Currently, the Union government bears 100% of the wage component and shares the material component costs with the state governments in a 75:25 ratio. The provision in the new Bill proposes that both components be shared between the Union and state governments in a 60:40 ratio.  

Once this Bill becomes law, there will be a significant reduction in the Union Budget allocation for Kerala. The state will only receive 60% of the total expenditure from the Union government.  

Kerala is the only state in India that provides a monthly welfare pension of ₹2,000 to over 60 lakh people. During the 2011-16 UDF government, the pension was only ₹600 and had remained in arrears for 18 months. We have not only increased the amount but also ensured its accurate delivery directly to homes. Through more than 30 Welfare Fund Boards, security is ensured for workers in the unorganised sector, including construction workers, motor vehicle workers, tailors, and fish workers. 

The ‘Awaz’ insurance scheme and the ‘Apna Ghar’ housing project provide dignified living conditions for guest workers (migrant labourers). While they face persecution in other states, Kerala provides them with a secure workplace and a safe life. Parallel to MGNREGA, the Ayyankali Urban Employment Guarantee Scheme is being successfully implemented in urban areas.  

The Union government’s attempt to weaken the employment guarantee scheme through Aadhaar-based payment systems and mandatory twice-daily digital attendance is creating a severe crisis. In villages without internet and for elderly workers unfamiliar with technology, this results in the denial of work. We must not use technology as a tool for exclusion.  

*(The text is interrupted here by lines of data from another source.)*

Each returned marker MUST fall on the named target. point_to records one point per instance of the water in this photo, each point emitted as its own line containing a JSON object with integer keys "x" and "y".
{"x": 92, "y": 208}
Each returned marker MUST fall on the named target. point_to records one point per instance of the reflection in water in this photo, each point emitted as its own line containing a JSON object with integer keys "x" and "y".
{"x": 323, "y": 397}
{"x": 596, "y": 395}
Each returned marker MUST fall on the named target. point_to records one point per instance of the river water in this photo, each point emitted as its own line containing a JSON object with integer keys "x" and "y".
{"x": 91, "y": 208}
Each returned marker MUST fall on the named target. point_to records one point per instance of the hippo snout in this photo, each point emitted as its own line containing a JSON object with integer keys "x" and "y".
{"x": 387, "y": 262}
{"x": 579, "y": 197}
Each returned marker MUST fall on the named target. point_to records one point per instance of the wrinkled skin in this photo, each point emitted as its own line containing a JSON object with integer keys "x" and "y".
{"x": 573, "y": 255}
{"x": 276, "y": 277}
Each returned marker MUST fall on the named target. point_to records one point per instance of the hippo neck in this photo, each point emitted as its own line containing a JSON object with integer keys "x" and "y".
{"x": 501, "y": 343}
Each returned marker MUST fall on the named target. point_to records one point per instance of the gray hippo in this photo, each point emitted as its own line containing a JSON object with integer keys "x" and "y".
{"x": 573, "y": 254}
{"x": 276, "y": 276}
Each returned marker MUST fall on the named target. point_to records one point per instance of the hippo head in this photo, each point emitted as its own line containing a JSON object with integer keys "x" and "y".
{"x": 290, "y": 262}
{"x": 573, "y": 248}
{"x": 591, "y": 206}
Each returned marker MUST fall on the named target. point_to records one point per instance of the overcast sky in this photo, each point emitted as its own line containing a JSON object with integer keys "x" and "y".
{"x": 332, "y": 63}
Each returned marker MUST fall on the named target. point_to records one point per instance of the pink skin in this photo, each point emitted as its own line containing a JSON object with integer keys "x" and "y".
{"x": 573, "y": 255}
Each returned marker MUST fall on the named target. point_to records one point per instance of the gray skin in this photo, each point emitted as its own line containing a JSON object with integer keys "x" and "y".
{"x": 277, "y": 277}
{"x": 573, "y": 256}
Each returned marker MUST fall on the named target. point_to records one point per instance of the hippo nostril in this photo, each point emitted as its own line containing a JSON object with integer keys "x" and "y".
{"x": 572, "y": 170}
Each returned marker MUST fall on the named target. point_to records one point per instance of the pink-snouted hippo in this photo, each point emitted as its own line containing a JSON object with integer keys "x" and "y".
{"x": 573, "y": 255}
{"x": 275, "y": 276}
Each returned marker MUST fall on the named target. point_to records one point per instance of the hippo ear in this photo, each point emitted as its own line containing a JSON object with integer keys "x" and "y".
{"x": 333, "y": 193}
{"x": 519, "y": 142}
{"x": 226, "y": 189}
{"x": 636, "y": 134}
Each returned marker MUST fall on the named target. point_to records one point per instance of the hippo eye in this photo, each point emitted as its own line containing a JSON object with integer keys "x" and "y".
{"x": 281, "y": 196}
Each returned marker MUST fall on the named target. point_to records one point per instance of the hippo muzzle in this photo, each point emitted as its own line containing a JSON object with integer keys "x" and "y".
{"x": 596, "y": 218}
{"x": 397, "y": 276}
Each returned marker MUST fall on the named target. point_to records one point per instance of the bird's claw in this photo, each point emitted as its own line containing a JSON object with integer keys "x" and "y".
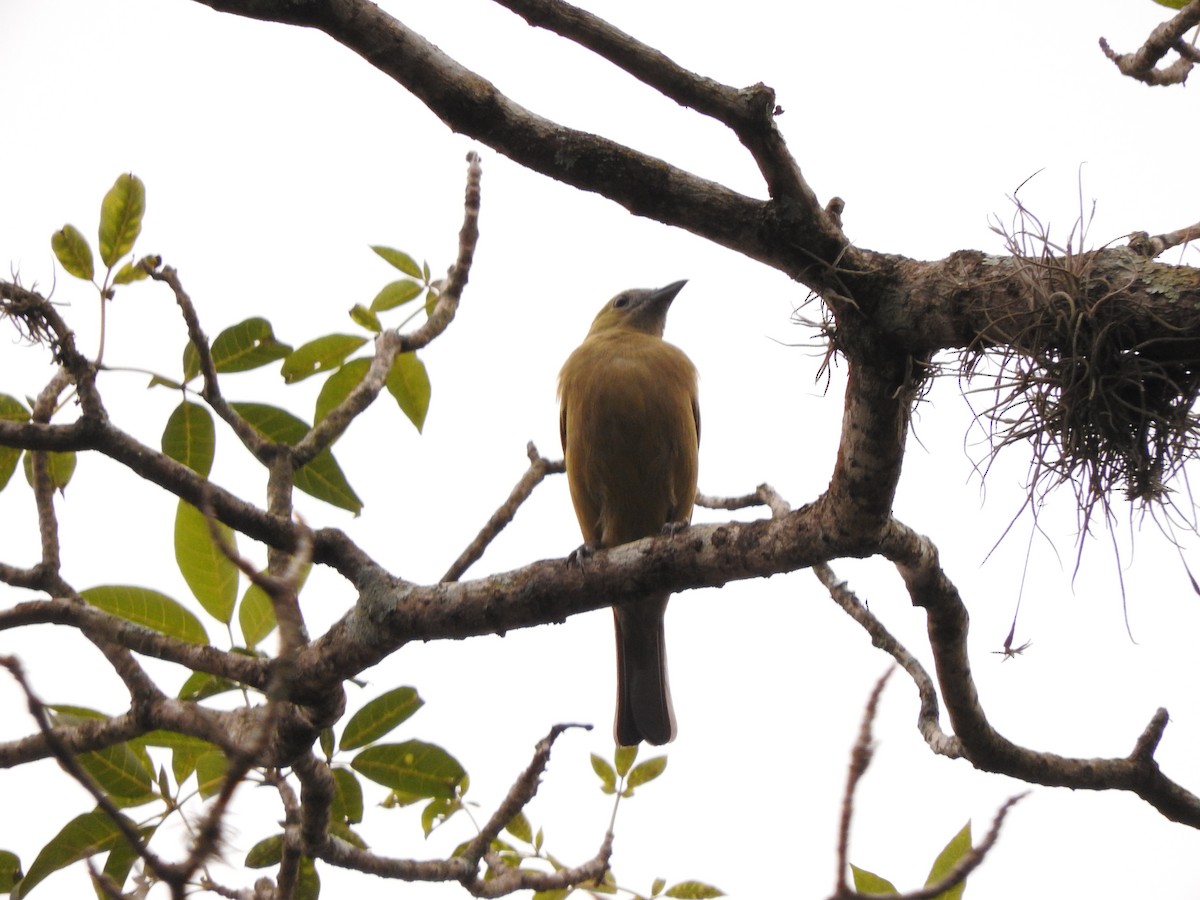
{"x": 672, "y": 528}
{"x": 580, "y": 553}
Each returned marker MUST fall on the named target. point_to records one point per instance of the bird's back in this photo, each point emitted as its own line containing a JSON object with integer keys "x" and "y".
{"x": 630, "y": 431}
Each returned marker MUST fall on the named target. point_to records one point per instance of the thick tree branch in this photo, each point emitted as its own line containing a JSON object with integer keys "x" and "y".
{"x": 771, "y": 232}
{"x": 1143, "y": 63}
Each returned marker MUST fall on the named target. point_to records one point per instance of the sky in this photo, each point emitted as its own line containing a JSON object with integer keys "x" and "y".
{"x": 274, "y": 157}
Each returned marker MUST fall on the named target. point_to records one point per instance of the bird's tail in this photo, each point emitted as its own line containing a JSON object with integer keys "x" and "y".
{"x": 643, "y": 696}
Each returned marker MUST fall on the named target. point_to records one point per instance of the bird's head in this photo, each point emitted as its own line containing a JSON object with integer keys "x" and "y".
{"x": 640, "y": 309}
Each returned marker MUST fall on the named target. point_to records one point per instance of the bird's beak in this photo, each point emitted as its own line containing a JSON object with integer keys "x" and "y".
{"x": 663, "y": 297}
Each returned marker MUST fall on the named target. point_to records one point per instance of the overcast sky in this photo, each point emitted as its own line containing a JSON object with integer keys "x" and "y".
{"x": 273, "y": 157}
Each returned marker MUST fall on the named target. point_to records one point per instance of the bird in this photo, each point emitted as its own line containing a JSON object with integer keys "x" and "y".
{"x": 629, "y": 420}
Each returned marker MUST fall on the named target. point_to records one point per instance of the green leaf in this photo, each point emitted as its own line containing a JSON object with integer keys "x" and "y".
{"x": 60, "y": 468}
{"x": 400, "y": 259}
{"x": 347, "y": 796}
{"x": 413, "y": 767}
{"x": 607, "y": 777}
{"x": 949, "y": 857}
{"x": 121, "y": 858}
{"x": 323, "y": 477}
{"x": 81, "y": 838}
{"x": 185, "y": 750}
{"x": 174, "y": 741}
{"x": 307, "y": 881}
{"x": 72, "y": 252}
{"x": 130, "y": 273}
{"x": 210, "y": 574}
{"x": 190, "y": 437}
{"x": 693, "y": 891}
{"x": 379, "y": 717}
{"x": 10, "y": 870}
{"x": 249, "y": 345}
{"x": 624, "y": 759}
{"x": 267, "y": 852}
{"x": 339, "y": 385}
{"x": 210, "y": 773}
{"x": 11, "y": 411}
{"x": 120, "y": 217}
{"x": 436, "y": 813}
{"x": 395, "y": 294}
{"x": 645, "y": 772}
{"x": 520, "y": 828}
{"x": 319, "y": 355}
{"x": 409, "y": 384}
{"x": 364, "y": 317}
{"x": 869, "y": 883}
{"x": 256, "y": 616}
{"x": 121, "y": 772}
{"x": 148, "y": 607}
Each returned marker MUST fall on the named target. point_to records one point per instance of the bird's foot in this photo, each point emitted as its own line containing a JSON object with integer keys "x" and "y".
{"x": 672, "y": 528}
{"x": 577, "y": 556}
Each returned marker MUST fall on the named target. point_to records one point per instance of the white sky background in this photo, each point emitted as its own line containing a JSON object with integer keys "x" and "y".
{"x": 274, "y": 157}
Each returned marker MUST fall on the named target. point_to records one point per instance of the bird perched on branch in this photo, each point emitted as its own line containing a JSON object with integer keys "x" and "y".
{"x": 630, "y": 425}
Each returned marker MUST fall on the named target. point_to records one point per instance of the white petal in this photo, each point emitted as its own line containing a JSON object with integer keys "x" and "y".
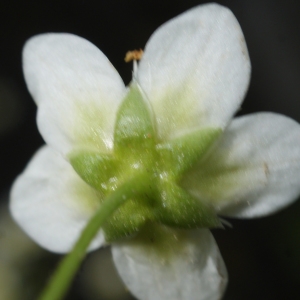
{"x": 52, "y": 204}
{"x": 182, "y": 265}
{"x": 76, "y": 88}
{"x": 195, "y": 70}
{"x": 254, "y": 170}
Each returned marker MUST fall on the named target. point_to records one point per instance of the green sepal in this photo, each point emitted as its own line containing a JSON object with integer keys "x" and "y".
{"x": 128, "y": 220}
{"x": 179, "y": 209}
{"x": 133, "y": 128}
{"x": 94, "y": 168}
{"x": 180, "y": 154}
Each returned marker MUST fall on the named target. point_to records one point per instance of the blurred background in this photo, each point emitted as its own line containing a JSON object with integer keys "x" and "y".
{"x": 263, "y": 255}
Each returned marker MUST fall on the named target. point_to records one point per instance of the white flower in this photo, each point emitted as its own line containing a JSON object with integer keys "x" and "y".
{"x": 194, "y": 74}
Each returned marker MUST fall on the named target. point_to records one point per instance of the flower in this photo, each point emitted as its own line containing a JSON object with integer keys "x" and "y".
{"x": 173, "y": 122}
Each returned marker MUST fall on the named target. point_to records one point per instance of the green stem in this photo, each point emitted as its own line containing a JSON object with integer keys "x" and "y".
{"x": 62, "y": 278}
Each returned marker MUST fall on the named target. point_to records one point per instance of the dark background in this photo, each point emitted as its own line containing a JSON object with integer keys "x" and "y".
{"x": 263, "y": 255}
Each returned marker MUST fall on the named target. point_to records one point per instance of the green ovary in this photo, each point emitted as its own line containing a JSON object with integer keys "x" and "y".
{"x": 137, "y": 151}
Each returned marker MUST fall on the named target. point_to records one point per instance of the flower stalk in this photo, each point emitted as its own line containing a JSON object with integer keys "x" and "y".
{"x": 62, "y": 278}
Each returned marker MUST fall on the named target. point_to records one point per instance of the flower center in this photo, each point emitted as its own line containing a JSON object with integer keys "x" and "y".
{"x": 138, "y": 152}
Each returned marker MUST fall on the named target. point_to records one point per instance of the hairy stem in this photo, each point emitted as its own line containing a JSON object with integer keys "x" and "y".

Kerala is a state that passed a resolution in the Legislative Assembly against anti-labour provisions. The state government’s stance is that labour policies should only be formulated through tripartite discussions and democratic consultations. We are prepared to frame rules and legislation within the state’s jurisdiction to protect workers’ interests against the labour codes being imposed by the Centre.  

The Union government should withdraw from new legislations that impose a heavy financial burden on states. Strong protests are necessary for this. While three farm laws were withdrawn following intense farmer agitations, the indirect corporatisation of the agricultural sector continues to affect both farmers and agricultural labourers.  

The reduction of fertilizer subsidies and the failure to ensure a fair support price make farming unprofitable, leading to increased rural unemployment. Kerala presents an alternative development model against these national trends, proving that there is indeed an alternative to neo-liberal policies.  

The state government took over Hindustan Newsprint Limited, which the Union government decided to divest, and successfully revived it as Kerala Paper Products Limited. This takeover, clearing liabilities of ₹145 crore including employee benefits, is a testament to the government’s political will to protect the public sector. Similarly, the takeover of BHEL-EML is part of this alternative policy.  

History always stands with those who struggle. Embracing that spirit of struggle, we must move forward together against the corporate-communal nexus. This fight is not just for one section of society; it is for the future of the coming generations and for the very survival of the democratic republic of India.